Mémoires Posthumes de Braz Cubas
Que Stendhal confesse avoir écrit ses livres pour une centaine de lecteurs, voilà de quoi s'étonner et s'attrister; mais qu'importe que ce volume ait les cent lecteurs de Stendhal, ou cinquante, ou même vingt, ou tout simplement dix! Dix... ou cinq, qui sait? C'est en vérité une œuvre diffuse, dans laquelle moi, Braz Cubas, j'ai adopté la forme libre d'un Sterne et d'un Xavier de Maistre, en y mettant peut-être une ombre de pessimisme. C'est bien possible: une œuvre de défunt... J'ai plongé ma plume dans une encre faite d'ironie et de mélancolie, et il n'est pas difficile de présumer ce qui peut sortir d'un tel mélange.
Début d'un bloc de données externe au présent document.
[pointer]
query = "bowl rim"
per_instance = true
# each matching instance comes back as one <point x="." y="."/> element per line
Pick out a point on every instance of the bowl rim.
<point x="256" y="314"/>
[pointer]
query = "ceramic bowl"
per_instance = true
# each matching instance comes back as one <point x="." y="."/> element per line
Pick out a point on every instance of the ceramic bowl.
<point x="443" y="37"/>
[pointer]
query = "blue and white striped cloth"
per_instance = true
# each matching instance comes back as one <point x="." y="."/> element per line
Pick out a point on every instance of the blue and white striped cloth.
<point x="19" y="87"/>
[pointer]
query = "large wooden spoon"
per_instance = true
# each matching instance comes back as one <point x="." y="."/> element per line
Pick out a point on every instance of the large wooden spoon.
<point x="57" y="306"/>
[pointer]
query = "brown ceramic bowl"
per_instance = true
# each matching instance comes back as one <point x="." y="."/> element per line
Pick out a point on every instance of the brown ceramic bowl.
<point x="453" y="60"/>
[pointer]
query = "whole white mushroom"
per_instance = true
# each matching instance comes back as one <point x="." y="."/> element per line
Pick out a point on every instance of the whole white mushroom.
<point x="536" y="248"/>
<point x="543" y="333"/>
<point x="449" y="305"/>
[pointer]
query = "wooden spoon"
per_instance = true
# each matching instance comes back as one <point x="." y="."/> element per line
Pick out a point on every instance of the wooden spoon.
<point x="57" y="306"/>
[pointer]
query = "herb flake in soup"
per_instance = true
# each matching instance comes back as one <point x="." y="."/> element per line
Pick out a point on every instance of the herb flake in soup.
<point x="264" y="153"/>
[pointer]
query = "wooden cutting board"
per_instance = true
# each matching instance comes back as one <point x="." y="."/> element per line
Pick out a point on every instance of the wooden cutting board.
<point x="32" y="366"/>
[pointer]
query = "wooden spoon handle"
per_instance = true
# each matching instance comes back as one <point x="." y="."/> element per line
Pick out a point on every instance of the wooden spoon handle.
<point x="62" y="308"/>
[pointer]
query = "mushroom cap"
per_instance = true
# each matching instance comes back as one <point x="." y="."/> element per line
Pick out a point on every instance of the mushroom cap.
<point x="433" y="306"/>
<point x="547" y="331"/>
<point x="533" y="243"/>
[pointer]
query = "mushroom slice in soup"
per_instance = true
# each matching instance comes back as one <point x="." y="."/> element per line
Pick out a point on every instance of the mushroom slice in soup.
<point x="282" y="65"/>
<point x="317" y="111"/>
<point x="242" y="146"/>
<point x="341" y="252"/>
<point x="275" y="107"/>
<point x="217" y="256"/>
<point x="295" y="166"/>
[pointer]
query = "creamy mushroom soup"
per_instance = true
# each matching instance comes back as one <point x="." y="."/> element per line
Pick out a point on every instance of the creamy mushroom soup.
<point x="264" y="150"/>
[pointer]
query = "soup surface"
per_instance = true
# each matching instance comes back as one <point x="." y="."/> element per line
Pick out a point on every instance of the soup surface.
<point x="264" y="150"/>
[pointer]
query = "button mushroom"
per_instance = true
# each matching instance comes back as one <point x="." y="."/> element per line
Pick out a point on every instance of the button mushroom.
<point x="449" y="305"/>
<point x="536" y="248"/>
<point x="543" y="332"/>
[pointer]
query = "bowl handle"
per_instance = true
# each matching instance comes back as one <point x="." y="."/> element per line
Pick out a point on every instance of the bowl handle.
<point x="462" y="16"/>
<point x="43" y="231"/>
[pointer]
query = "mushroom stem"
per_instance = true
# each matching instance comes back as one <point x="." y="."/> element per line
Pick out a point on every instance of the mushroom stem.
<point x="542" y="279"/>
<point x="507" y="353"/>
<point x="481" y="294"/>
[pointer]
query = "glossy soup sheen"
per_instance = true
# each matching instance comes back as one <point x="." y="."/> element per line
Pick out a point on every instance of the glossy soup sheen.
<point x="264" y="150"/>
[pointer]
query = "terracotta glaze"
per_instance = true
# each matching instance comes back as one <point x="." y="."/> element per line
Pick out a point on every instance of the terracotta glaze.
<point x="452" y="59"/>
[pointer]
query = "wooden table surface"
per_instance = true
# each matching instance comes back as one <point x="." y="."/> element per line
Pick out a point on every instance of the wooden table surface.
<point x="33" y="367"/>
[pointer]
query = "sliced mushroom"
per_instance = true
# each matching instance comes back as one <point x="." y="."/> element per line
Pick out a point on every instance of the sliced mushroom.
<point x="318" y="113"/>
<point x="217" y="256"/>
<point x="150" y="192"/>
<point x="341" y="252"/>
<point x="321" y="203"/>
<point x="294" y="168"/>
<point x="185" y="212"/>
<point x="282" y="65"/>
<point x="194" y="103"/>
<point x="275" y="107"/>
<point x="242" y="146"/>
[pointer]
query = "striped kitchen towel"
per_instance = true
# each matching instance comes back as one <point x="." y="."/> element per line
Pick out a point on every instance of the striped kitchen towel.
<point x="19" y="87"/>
D'ailleurs les gens graves trouveront à ce livre des apparences de pur roman, tandis que les lecteurs frivoles y chercheront en vain la contexture habituelle du roman. Me voici donc privé de l'estime des gens graves et de la sympathie des frivoles, qui sont les deux pivots de l'opinion.
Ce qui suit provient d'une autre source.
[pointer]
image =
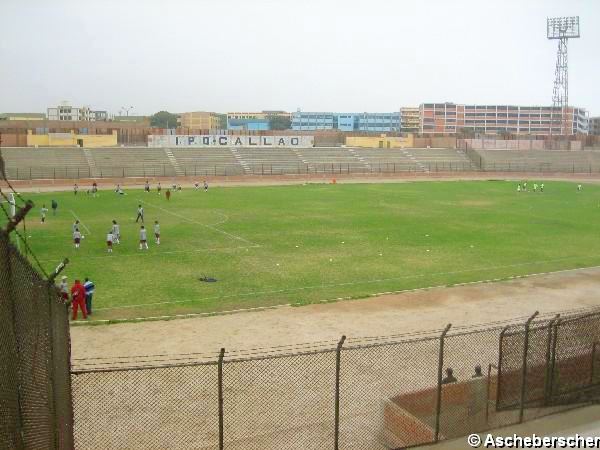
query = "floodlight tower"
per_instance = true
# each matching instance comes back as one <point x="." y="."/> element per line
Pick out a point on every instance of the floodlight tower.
<point x="562" y="29"/>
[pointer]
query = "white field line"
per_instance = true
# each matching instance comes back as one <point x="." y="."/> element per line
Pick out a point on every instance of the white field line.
<point x="82" y="224"/>
<point x="353" y="283"/>
<point x="149" y="254"/>
<point x="285" y="305"/>
<point x="210" y="227"/>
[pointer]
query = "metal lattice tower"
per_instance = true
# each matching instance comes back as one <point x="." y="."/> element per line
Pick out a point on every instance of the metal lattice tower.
<point x="562" y="29"/>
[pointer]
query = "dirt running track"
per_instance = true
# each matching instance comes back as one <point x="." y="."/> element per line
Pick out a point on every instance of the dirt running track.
<point x="390" y="314"/>
<point x="286" y="403"/>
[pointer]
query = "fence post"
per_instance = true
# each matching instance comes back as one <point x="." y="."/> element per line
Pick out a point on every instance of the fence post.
<point x="220" y="382"/>
<point x="594" y="345"/>
<point x="438" y="406"/>
<point x="524" y="368"/>
<point x="499" y="381"/>
<point x="549" y="351"/>
<point x="338" y="356"/>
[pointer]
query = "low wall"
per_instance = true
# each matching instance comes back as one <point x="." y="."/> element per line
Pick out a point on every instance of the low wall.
<point x="518" y="144"/>
<point x="380" y="141"/>
<point x="71" y="140"/>
<point x="214" y="140"/>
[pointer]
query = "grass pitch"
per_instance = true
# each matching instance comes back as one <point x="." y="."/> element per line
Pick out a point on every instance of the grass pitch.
<point x="315" y="242"/>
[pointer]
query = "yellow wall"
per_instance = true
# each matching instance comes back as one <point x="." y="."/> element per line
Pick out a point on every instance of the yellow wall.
<point x="70" y="139"/>
<point x="380" y="141"/>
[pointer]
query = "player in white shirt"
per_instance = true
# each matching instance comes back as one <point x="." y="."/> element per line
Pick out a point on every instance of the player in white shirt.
<point x="157" y="232"/>
<point x="76" y="237"/>
<point x="140" y="214"/>
<point x="116" y="232"/>
<point x="143" y="238"/>
<point x="109" y="241"/>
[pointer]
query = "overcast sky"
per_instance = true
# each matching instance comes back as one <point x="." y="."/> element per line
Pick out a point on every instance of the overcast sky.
<point x="317" y="55"/>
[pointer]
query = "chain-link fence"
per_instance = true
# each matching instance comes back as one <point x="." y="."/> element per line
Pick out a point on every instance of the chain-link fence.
<point x="371" y="393"/>
<point x="35" y="396"/>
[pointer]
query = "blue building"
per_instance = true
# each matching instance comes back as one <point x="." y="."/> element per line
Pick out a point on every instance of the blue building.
<point x="377" y="122"/>
<point x="374" y="122"/>
<point x="248" y="124"/>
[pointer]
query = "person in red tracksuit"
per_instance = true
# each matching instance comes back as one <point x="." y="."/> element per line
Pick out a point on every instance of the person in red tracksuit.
<point x="78" y="299"/>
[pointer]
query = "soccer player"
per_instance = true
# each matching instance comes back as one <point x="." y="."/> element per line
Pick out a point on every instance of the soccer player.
<point x="63" y="287"/>
<point x="76" y="237"/>
<point x="109" y="240"/>
<point x="143" y="238"/>
<point x="157" y="232"/>
<point x="78" y="299"/>
<point x="43" y="212"/>
<point x="116" y="232"/>
<point x="140" y="214"/>
<point x="89" y="293"/>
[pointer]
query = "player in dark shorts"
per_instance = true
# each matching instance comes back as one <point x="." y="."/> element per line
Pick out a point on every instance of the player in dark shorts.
<point x="143" y="238"/>
<point x="140" y="214"/>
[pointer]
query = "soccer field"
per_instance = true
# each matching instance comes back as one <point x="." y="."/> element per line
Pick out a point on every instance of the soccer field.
<point x="308" y="243"/>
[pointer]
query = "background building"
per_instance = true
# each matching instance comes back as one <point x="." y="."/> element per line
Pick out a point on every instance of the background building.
<point x="369" y="122"/>
<point x="595" y="126"/>
<point x="251" y="121"/>
<point x="22" y="116"/>
<point x="202" y="120"/>
<point x="377" y="122"/>
<point x="132" y="119"/>
<point x="410" y="120"/>
<point x="499" y="119"/>
<point x="67" y="112"/>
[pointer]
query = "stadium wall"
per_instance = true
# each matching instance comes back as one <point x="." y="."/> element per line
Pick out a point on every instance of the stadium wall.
<point x="71" y="139"/>
<point x="214" y="140"/>
<point x="380" y="141"/>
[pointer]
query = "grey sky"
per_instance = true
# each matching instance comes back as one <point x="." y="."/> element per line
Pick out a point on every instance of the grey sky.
<point x="350" y="55"/>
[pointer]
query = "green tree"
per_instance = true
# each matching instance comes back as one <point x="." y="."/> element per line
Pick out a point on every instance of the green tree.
<point x="164" y="119"/>
<point x="280" y="123"/>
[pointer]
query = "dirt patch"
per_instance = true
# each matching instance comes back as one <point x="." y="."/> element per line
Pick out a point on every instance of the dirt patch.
<point x="272" y="180"/>
<point x="389" y="314"/>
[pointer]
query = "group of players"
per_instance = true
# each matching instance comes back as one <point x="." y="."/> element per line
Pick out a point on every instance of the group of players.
<point x="114" y="234"/>
<point x="522" y="187"/>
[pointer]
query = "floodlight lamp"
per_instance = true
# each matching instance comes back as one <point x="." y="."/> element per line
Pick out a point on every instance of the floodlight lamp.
<point x="562" y="27"/>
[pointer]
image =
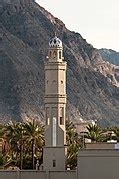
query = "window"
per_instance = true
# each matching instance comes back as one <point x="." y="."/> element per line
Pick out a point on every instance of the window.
<point x="60" y="55"/>
<point x="54" y="54"/>
<point x="47" y="116"/>
<point x="61" y="117"/>
<point x="54" y="163"/>
<point x="50" y="53"/>
<point x="54" y="127"/>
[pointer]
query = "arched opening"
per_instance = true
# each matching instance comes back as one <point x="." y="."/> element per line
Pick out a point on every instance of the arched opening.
<point x="60" y="55"/>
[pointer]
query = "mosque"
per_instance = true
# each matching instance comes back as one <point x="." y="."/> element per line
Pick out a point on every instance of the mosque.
<point x="97" y="161"/>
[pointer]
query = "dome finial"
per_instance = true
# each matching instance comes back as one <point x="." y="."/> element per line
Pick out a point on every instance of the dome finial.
<point x="55" y="34"/>
<point x="55" y="42"/>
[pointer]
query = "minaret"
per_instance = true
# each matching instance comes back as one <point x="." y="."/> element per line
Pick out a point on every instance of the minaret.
<point x="54" y="155"/>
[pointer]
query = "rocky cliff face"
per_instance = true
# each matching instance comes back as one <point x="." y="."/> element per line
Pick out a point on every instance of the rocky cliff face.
<point x="110" y="56"/>
<point x="24" y="34"/>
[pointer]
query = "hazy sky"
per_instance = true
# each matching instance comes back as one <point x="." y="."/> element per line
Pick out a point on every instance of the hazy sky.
<point x="96" y="20"/>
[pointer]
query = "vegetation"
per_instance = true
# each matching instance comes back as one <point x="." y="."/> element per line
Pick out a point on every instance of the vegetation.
<point x="22" y="143"/>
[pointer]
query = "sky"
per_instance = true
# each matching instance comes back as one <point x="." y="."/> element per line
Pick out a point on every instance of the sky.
<point x="96" y="20"/>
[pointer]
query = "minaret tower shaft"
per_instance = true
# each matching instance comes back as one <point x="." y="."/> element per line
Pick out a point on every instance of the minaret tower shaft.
<point x="55" y="107"/>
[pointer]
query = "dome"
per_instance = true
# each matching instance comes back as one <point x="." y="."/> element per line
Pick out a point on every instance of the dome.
<point x="55" y="42"/>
Malgré tout, je ne désespère pas de la ramener à moi, et je vais tout d'abord m'abstenir d'un prologue trop explicite et long. La meilleure préface est celle qui contient le moins de choses possible, et qui les dit d'une façon obscure et tronquée. Donc je vous fais grâce des procédés extraordinaires que j'ai employés dans la confection de ces mémoires, écrits là-bas, dans l'autre monde. Ce serait sans doute intéressant, mais surtout long, et parfaitement inutile à la compréhension de ce livre. L'œuvre vaut ce qu'elle vaut. Si elle te plaît, ô délicat lecteur, paie-moi de ma peine. Sinon je te ferai la nique, et bonsoir.
BRAZ CUBAS.
Je me suis demandé pendant quelque temps si je commencerais ces mémoires par le commencement ou par la fin, c'est-à-dire si je parlerais d'abord de ma naissance ou de ma mort. L'usage courant est de commencer par la naissance, mais deux considérations me firent adopter une autre méthode. La première c'est que je ne suis pas à proprement parler un auteur défunt, mais un défunt auteur, pour qui la tombe fut un autre berceau. La seconde c'est que j'ai pensé que cet écrit en serait ainsi plus original et plus galant. Moïse, qui a aussi narré sa mort, ne la met pas au début mais à la fin de son récit: différence radicale entre mon livre et le Pentateuque.